The Recycle Bin

Entries tagged as ‘programming’

Holy anti-feature, batman

June 13, 2008 · Leave a Comment

I had the opportunity to attend at talk by Mark Russinovich, of Sysinternals fame, during last week’s Trustworthy Computing Conference.  The topic of the talk was about security boundaries in Windows, and more specifically, what is not a security boundary.  The talk was very interesting, and I don’t want to reveal too much here, but there was one part of it that stuck with me and has been bothering me for a little while now.  One of the technologies he addressed was Patchguard, or Kernel Patch Protection, which was introduced in 64-bit Vista and Server 2008.  Patchguard is intended to keep programs from patching, hooking, or otherwise tampering with the internals of the NT kernel.  It does this by periodically taking a checksum of some important structures in the kernel (SSDT, interrupt table, HAL tables, etc) and comparing the current value with the previous one.  Any discrepancy here will indicate that the kernel has been subverted.  If it notices any changes to these structures, it throws an exception which throws a blue screen error.  Sounds good, right?  Sounds like a great new security feature, no more rootkits!  Well, not really.  The truth is, KPP really does nothing to stop malicious code, and in fact, is pretty useless in doing so.  Mark revealed in his talk, that that was never the intention of KPP, but rather, it was conceived as a way to force legitimate developers to stop using these techniques in their own programs.  See, most anti-virus and security products will use some level of system hooking in order to get a good view of activity.  In fact, one of Mark’s very own tools, RegMon, hook’s the SSDT to watch registry activity.  He even wrote a publication about the technique!  The problem with kernel hooking is that it is entirely unsupported and significantly reduces stability.

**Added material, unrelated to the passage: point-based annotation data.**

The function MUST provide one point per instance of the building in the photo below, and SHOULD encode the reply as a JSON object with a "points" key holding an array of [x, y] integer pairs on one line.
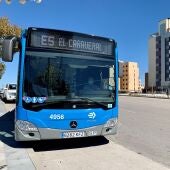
{"points": [[129, 79], [146, 81], [159, 57]]}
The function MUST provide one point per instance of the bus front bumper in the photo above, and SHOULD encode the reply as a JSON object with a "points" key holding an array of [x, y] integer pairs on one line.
{"points": [[47, 133]]}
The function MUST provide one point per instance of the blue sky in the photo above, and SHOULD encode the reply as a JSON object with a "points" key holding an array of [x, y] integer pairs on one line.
{"points": [[129, 22]]}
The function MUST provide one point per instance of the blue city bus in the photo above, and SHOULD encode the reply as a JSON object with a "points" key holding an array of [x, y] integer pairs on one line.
{"points": [[67, 84]]}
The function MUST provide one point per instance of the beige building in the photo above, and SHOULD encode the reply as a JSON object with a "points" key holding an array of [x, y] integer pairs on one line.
{"points": [[159, 57], [129, 80]]}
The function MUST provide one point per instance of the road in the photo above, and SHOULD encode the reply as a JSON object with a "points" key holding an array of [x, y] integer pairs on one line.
{"points": [[145, 127], [143, 142]]}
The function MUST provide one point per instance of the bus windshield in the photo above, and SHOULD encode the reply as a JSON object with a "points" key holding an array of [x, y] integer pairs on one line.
{"points": [[68, 78]]}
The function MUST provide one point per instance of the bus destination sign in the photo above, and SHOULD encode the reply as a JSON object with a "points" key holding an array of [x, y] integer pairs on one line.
{"points": [[70, 41]]}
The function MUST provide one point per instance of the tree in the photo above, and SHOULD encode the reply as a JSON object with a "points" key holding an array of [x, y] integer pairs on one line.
{"points": [[6, 29]]}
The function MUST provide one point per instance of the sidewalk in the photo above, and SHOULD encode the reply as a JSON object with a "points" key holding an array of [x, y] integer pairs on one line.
{"points": [[160, 96]]}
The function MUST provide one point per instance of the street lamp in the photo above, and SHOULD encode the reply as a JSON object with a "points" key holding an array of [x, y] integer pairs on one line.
{"points": [[8, 1]]}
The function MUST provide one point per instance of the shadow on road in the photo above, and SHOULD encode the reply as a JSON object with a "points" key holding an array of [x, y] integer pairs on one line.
{"points": [[7, 137]]}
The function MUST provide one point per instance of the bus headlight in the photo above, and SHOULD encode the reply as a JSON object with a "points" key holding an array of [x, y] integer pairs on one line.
{"points": [[111, 123], [26, 126]]}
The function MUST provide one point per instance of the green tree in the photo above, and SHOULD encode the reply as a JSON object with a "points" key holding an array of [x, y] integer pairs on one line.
{"points": [[6, 29]]}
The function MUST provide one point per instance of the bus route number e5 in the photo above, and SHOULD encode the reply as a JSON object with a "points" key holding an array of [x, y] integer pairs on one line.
{"points": [[57, 116]]}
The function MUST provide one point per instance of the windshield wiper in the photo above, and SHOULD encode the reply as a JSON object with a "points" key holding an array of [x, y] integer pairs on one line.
{"points": [[96, 102]]}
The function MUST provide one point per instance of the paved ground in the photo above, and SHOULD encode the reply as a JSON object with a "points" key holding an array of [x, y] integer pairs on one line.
{"points": [[142, 142], [145, 127]]}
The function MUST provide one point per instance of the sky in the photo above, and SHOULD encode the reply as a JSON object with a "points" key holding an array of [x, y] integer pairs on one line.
{"points": [[129, 22]]}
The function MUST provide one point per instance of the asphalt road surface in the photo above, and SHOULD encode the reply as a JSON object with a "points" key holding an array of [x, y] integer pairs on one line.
{"points": [[144, 127], [143, 142]]}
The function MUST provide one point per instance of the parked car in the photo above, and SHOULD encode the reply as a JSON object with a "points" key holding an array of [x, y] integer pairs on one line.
{"points": [[9, 92]]}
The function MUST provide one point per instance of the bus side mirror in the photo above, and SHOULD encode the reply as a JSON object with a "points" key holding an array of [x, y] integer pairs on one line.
{"points": [[9, 48]]}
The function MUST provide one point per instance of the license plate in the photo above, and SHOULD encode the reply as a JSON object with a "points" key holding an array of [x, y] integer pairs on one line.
{"points": [[73, 134]]}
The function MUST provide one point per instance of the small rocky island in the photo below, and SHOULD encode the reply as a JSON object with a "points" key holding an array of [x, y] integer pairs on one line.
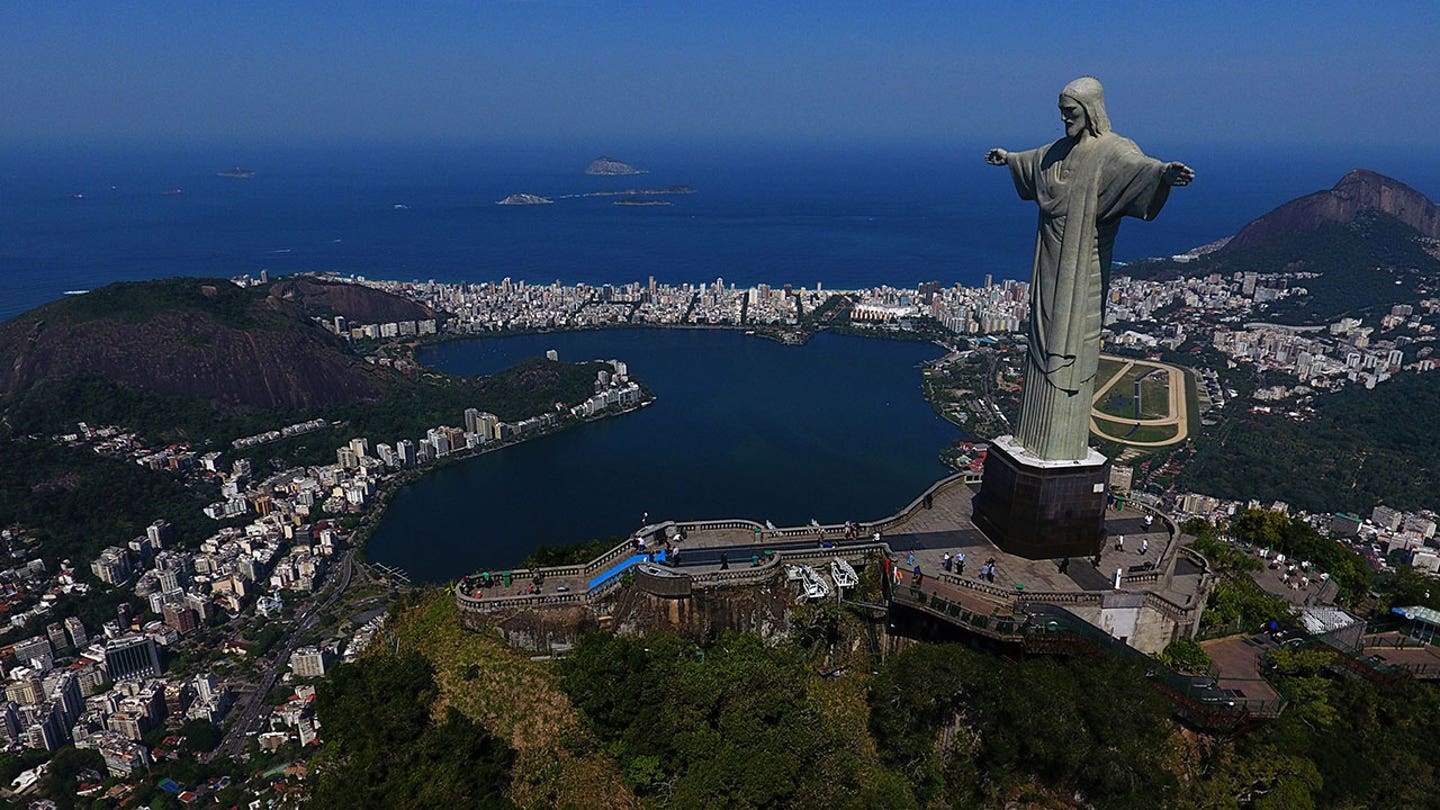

So here’s what I don’t understand.  Microsoft has recognized that system hooking leads to instability.  They’ve decided that programmers aren’t good enough to extend a kernel function safely without throwing a blue screen exception, so now they’re not going to allow us to hook certain system structures (pfft, allow is a funny thought).  But, instead of actually fixing the gaping holes in their system, they’re going to simply watch for system hooking, and then guarantee that the system will crash, by causing the crash.  Oh yeh, and they are going to blame it on the developer.  It’s like a car company deciding that talking on your cell phone while driving is dangerous, so they’re going to create a system that detects if you’re on the phone and then drives the car off the road for you.  That will show you! 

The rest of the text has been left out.